Starbucks, the world’s biggest coffee chain, launched its first Indian outlet Friday in an upscale part of Mumbai, becoming the latest global firm to tap the urban youth’s growing taste for caffeine.

The Seattle-based firm has finally entered the vast Indian market in a joint venture with the country’s giant Tata conglomerate -- with menus especially adapted to appeal to local tastes in a country better known for its tea.

Speaking at the launch, the company’s chairman and chief executive Howard Schultz described India as “one of the largest markets in the world for Starbucks” and pledged that prices would be competitive. “The competition here is ferocious.

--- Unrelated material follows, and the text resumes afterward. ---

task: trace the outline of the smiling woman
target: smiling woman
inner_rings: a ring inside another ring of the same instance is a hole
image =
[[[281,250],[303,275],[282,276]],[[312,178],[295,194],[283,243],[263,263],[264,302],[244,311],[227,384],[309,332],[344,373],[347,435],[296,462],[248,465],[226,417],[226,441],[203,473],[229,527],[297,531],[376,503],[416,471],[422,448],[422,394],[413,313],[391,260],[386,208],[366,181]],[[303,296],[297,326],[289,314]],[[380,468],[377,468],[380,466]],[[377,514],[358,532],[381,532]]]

We’re coming here priced to succeed, to make it as accessible as possible,” Schultz told reporters at the new two-storey cafe in south Mumbai’s Horniman Circle, also home to a luxury Hermes store.

Like other Western chains that have come to India, such as Pizza Hut, Starbucks is offering “Indianised” versions of its staple hot drinks and baked goods to appeal to local palates.

Items on the menu include a murg tikka panini, cardamom-flavoured elaichi mawa croissants and Himalayan mineral water. The usual Starbucks varieties of coffee are available but some of the beans have been sourced from Tata estates in India.

The price of a medium-sized cappucino is 115 rupees ($2.15) while a caffe americano costs 110 rupees.

“We’re trying to be respectful of Indian culture,” said Schultz.

“I say with humility we must earn the respect of the Indian customer. We’re not coming here taking anything for granted but certainly we intend to succeed here.” India has traditionally been more of a tea-drinking nation, but the coffee bean’s stature is shooting up among young and urban professional classes, who seem drawn as much to Western-style cafes as they are to the drink itself. Starbucks will compete for their rising disposable incomes with Indian-owned Cafe Coffee Day, which dominates the market, and well-established foreign chains such as Britain’s Costa Coffee and US Coffee Bean and Tea Leaf.

But the new entrant is likely to be successful, in part thanks to being a very well-known brand globally, said Pratichee Kapoor, associate vice president in food services and agriculture at Indian consultancy Technopak.

“Starbucks provide a very good space between a cafe and a five-star hotel, if I don’t want to spend as much as at a five-star hotel,” Kapoor told AFP.